Während des Kalten Krieges - dessen Vorläufer sich jedoch bis zu den ersten Überlegungen von General Giulio Douhet und zur Umsetzung der Strategie vom Operationsgebiet in die Theorie während des Zweiten Weltkriegs zurückverfolgen lassen - gab es im Zusammenhang mit der konventionellen oder nuklearen Luftkriegsführung zwei wichtige Schulen strategischen Denkens: die der „Countercities“ und der „Counterforce“.
Wie der Name schon andeutet, konzentriert sich der erste Ansatz auf Städte und zivile Infrastruktur (und damit auch auf Zivilisten) als bevorzugte Ziele offensiver Luftangriffe, während der zweite Ansatz den Kreis legitimer Ziele auf die Streitkräfte des Feindes und die mit seinen Kriegsanstrengungen verbundene Infrastruktur „einschränkt“.
Die Theorie der „Gegenstädte“ weist einen klaren Bezug zu den späteren Systematisierungen der Douhettschen Doktrin auf, die als eine „rationale Vertikale“ jominschen Typs in Richtung des Einsatzes von Atomwaffen angesehen wird. Im Gegensatz dazu formulierten Theoretiker des „Counterforce“-Ansatzes ihre Annahmen beinahe im Widerspruch zu den allgemeinen Prinzipien der ersten Generation von Nuklearstrategen.

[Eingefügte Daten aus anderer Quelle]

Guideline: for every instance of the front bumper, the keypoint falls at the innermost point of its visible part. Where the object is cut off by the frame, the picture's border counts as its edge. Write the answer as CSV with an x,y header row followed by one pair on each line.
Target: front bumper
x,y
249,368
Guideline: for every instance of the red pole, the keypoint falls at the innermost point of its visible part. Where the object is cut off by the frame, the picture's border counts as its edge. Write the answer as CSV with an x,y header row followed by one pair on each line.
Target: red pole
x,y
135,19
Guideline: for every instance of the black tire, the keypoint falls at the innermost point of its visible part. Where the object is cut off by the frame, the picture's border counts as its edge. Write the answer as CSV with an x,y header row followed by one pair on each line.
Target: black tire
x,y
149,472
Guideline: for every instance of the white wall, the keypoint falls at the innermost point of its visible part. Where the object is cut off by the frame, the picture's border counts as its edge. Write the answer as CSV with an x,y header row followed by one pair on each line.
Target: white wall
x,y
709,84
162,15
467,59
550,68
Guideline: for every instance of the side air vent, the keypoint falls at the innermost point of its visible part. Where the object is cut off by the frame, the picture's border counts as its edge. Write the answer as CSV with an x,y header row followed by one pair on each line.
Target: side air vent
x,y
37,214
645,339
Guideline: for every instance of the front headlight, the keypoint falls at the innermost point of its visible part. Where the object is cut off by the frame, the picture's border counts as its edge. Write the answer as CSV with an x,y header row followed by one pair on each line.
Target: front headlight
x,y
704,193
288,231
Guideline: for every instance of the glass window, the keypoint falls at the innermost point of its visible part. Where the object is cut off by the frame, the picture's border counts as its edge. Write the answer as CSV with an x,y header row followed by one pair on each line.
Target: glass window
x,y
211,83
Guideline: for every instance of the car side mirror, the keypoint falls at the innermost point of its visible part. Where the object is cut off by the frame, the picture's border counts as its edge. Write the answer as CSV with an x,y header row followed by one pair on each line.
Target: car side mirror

Der interessante und wichtige Aspekt, der sich aus dem Krieg zwischen Israel und der Hamas im Gazastreifen ergibt, ist die erhebliche Abbau der theoretisch-doktrinären Mauern, die die beiden strategischen Ansätze trennten. Während die Russen in der Ukraine also im Wesentlichen nicht von ihrem Ansatz der „Gegenangriffe auf Städte“ abgewichen sind und einen auf die Zivilbevölkerung sowie die Energie- und Logistik-Infrastruktur gerichteten Luftangriff durchführen, In Gaza ist eine neue Mischung entstanden, die nicht einmal annähernd mit früheren Konflikten zwischen dem Staat Israel und den verschiedenen Ausprägungen des palästinensischen Nationalismus und seiner Verbündeten vergleichbar ist.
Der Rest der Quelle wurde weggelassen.